Office of Planning & Budget
© UC Santa Cruz
How economic multipliers work
When the University and its students and employees spend dollars in the community, local businesses and individuals receiving these dollars in turn spend a portion of them in the local area. The recipients of that second round of spending also expend a certain amount locally, and the process continues through successive cycles. Because this spending and re-spending are induced by, and would not occur without, initial expenditures, it is reasonable to attribute the total monetary flow of all such spending cycles to the University.
It is impossible to trace each University-related dollar through the re-spending process in order to determine the exact total of local business volume attributable to the University. However, a standard assumption of economic theory is that those receiving University-related dollars will probably use them as they would money from other sources.
Economists have developed the concept of the "economic multiplier" to help calculate the total economic activity (often characterized as “direct,” “indirect,” and “induced” spending) which results from these successive rounds of re-spending. Using its accounting records, as well as surveys of students and employees, the University calculates the direct expenditures due to its presence in Santa Cruz. Indirect effects are the economic effects on the industries that supply UC with goods and services; the induced effects represent additional spending due to the household spending patterns of UC students and employees. For simplicity, this report refers to the combination of direct, indirect, and induced effects as simply “total economic activity.”
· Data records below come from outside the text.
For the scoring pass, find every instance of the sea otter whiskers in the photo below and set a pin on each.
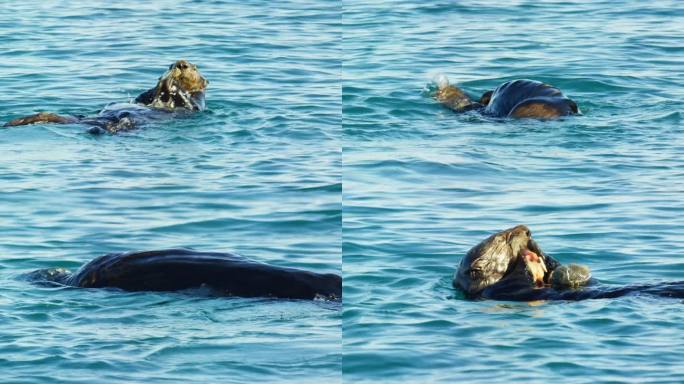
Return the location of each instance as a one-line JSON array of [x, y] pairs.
[[180, 90], [509, 265], [224, 274], [516, 98]]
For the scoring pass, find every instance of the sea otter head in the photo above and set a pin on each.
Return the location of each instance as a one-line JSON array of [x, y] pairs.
[[182, 86], [508, 252]]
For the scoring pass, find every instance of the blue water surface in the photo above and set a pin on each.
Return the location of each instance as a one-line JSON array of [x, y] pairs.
[[422, 185], [258, 173]]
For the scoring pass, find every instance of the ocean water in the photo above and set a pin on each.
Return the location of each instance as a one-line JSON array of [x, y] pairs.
[[258, 173], [422, 185]]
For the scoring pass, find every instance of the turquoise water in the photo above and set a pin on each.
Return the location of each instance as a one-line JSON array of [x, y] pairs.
[[422, 185], [258, 173], [261, 173]]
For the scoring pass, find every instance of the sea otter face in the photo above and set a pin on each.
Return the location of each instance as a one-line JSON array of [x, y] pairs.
[[495, 257], [188, 77], [182, 86]]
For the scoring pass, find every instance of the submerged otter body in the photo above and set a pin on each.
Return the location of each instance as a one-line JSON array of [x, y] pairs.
[[509, 265], [516, 98], [179, 91], [224, 274]]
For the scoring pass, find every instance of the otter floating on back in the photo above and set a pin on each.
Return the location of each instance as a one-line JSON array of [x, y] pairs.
[[179, 91], [224, 274], [516, 98], [509, 265]]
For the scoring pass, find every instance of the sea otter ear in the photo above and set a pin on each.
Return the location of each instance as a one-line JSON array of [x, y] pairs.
[[484, 99]]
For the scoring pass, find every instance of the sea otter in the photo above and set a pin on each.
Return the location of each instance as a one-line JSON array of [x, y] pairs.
[[224, 274], [180, 90], [509, 265], [516, 98]]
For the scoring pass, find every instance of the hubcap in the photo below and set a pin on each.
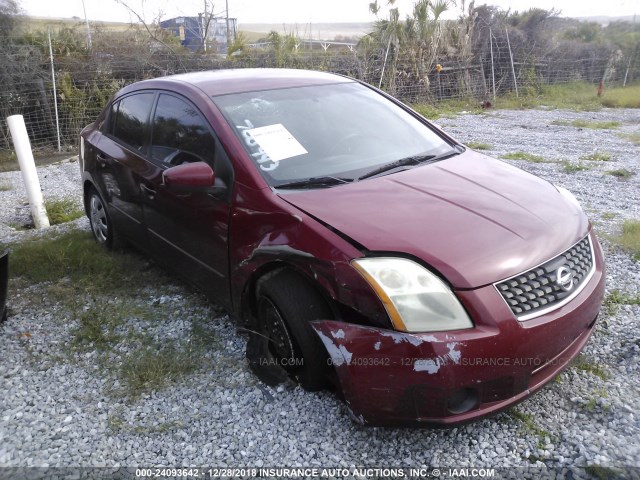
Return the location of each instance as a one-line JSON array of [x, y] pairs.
[[280, 343], [98, 218]]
Basis for University expenditures
Direct expenditures by the University for both operating and capital expenditures were provided by the UCSC based upon information recorded in the campus accounting systems.
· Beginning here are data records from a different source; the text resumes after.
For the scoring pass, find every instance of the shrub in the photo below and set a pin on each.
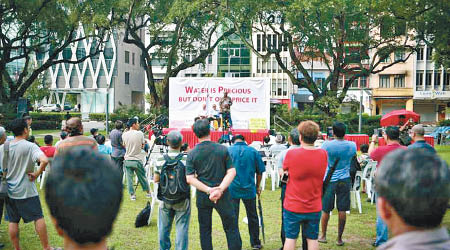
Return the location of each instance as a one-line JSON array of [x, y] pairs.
[[444, 123]]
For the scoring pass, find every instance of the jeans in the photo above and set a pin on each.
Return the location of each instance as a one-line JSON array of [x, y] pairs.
[[224, 208], [181, 212], [252, 216], [226, 116], [118, 161], [283, 233], [382, 230], [135, 166]]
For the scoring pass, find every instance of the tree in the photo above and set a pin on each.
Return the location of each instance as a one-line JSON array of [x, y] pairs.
[[34, 34], [350, 37], [182, 35]]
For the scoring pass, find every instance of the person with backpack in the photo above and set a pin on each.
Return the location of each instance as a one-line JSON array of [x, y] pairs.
[[248, 164], [173, 192]]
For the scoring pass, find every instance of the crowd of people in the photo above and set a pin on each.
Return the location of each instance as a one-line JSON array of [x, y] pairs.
[[84, 187]]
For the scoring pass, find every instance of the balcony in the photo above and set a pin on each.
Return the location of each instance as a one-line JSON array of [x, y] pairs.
[[393, 92]]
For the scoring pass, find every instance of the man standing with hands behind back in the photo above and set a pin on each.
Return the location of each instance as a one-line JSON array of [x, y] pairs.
[[209, 168]]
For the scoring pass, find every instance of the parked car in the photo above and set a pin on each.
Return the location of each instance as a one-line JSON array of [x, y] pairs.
[[50, 108], [67, 107]]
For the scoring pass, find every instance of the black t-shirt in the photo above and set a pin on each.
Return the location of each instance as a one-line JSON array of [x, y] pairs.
[[210, 161]]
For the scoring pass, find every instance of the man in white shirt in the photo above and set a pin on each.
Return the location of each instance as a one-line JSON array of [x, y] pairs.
[[134, 141]]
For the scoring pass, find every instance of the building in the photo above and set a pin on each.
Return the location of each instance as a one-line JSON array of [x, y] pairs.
[[115, 73], [393, 87], [431, 87]]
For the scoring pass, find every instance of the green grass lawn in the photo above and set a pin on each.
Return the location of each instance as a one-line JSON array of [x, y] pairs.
[[359, 232]]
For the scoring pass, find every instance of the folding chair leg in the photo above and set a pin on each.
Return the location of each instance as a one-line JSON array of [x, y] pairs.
[[358, 201], [263, 181], [43, 179]]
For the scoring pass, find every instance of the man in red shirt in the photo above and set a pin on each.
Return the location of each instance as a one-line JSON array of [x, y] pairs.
[[391, 136], [302, 204], [48, 149]]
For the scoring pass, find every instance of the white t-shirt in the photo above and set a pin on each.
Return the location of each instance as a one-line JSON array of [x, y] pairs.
[[23, 156], [133, 140]]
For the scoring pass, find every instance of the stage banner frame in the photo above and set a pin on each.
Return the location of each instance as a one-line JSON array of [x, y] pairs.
[[251, 100]]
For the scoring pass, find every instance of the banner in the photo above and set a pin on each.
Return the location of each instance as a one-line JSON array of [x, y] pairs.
[[250, 96]]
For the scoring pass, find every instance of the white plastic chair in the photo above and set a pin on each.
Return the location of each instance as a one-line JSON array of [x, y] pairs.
[[355, 195]]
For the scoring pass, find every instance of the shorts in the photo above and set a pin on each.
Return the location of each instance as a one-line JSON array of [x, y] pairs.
[[28, 209], [309, 222], [340, 189]]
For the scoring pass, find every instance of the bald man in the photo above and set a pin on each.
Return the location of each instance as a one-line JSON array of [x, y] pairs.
[[76, 138]]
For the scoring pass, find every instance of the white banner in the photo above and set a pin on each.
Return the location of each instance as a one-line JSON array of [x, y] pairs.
[[250, 96]]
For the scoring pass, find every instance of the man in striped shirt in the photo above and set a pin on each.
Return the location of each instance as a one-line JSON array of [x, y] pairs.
[[180, 211]]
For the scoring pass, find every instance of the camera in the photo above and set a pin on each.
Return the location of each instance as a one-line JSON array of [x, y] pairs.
[[378, 131]]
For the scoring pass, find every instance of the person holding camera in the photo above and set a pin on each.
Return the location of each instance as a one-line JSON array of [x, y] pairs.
[[294, 141], [302, 203], [174, 194], [342, 151], [391, 136]]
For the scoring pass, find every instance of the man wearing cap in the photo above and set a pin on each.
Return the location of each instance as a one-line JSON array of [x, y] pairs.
[[294, 141], [134, 141], [418, 135], [180, 211], [76, 138], [279, 145], [247, 163]]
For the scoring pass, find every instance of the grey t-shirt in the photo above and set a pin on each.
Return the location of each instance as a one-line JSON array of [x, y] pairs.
[[22, 158]]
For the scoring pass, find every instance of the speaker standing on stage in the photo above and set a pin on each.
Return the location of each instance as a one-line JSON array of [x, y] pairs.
[[225, 105]]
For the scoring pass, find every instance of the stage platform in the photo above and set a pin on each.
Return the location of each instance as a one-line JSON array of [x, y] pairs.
[[249, 135]]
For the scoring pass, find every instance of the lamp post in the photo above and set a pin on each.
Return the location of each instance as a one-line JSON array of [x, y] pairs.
[[108, 85]]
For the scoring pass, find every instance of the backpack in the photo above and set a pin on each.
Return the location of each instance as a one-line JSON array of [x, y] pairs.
[[173, 187], [143, 216]]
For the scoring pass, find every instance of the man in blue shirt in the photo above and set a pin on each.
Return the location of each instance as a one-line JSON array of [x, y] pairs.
[[340, 183], [418, 135], [247, 162]]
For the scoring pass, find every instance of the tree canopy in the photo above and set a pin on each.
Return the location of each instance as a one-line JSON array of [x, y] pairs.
[[182, 35], [34, 33]]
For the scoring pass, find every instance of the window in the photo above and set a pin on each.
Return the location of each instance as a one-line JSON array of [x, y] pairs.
[[399, 81], [446, 80], [284, 63], [429, 53], [363, 82], [419, 80], [258, 66], [274, 42], [385, 58], [399, 55], [437, 78], [258, 42], [384, 81], [127, 56], [127, 77], [428, 77], [420, 54], [274, 87], [209, 59], [264, 43], [274, 65]]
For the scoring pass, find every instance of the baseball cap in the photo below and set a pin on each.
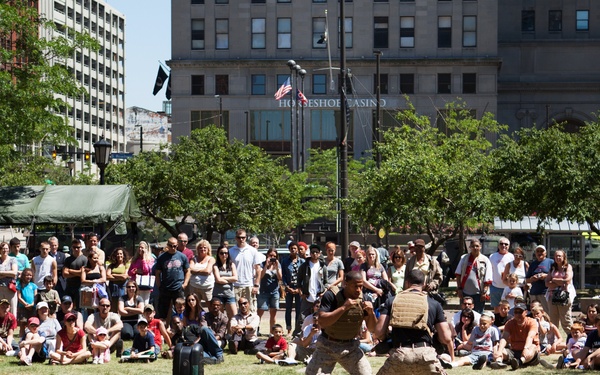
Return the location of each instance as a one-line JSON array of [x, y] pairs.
[[66, 299], [70, 315], [520, 306]]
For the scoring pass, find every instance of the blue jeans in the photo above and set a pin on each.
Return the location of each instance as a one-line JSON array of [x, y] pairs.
[[292, 301]]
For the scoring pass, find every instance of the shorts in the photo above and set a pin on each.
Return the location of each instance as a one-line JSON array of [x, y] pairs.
[[268, 301], [226, 299]]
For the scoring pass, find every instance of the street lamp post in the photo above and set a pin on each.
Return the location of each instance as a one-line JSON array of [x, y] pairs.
[[291, 64], [302, 155], [102, 150], [220, 110]]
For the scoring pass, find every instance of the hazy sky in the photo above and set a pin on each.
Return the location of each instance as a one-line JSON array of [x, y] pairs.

By far the largest University local expenditure is its investment in employee salaries (who, in turn, spend much of their earnings in the local economy). These purchases by University employees play a major role in the economic vitality of the community.
UCSC also spends a large portion of its operating budget in the local economy through purchases of supplies, equipment, and services (including on-campus student housing and food services) and awards construction contracts to local firms.
Campus faculty, staff, students, and visitors to the campus spend funds in the local area. Student spending also accounts for substantial impact to area retailers and restaurants.
In the economic analysis model, this initial spending by the campus is called the "direct effect." The model provides an estimate of the campus's direct effect for the Santa Cruz region.
The full impact of UCSC spending on the Monterey Bay regional economy is greater than the total of the University's direct spending on salaries and wages, goods and services, and construction. This is because money spent by the University and its students and employees in the local community is spent again by the local businesses and individuals receiving these dollars. In effect, the original dollars are spent and re-spent, creating a “multiplier” effect in the local and State economy.
In the economic analysis model, the total economic activity (often characterized as “direct,” “indirect,” and “induced” spending) which results from these successive rounds of re-spending is called the "total impact."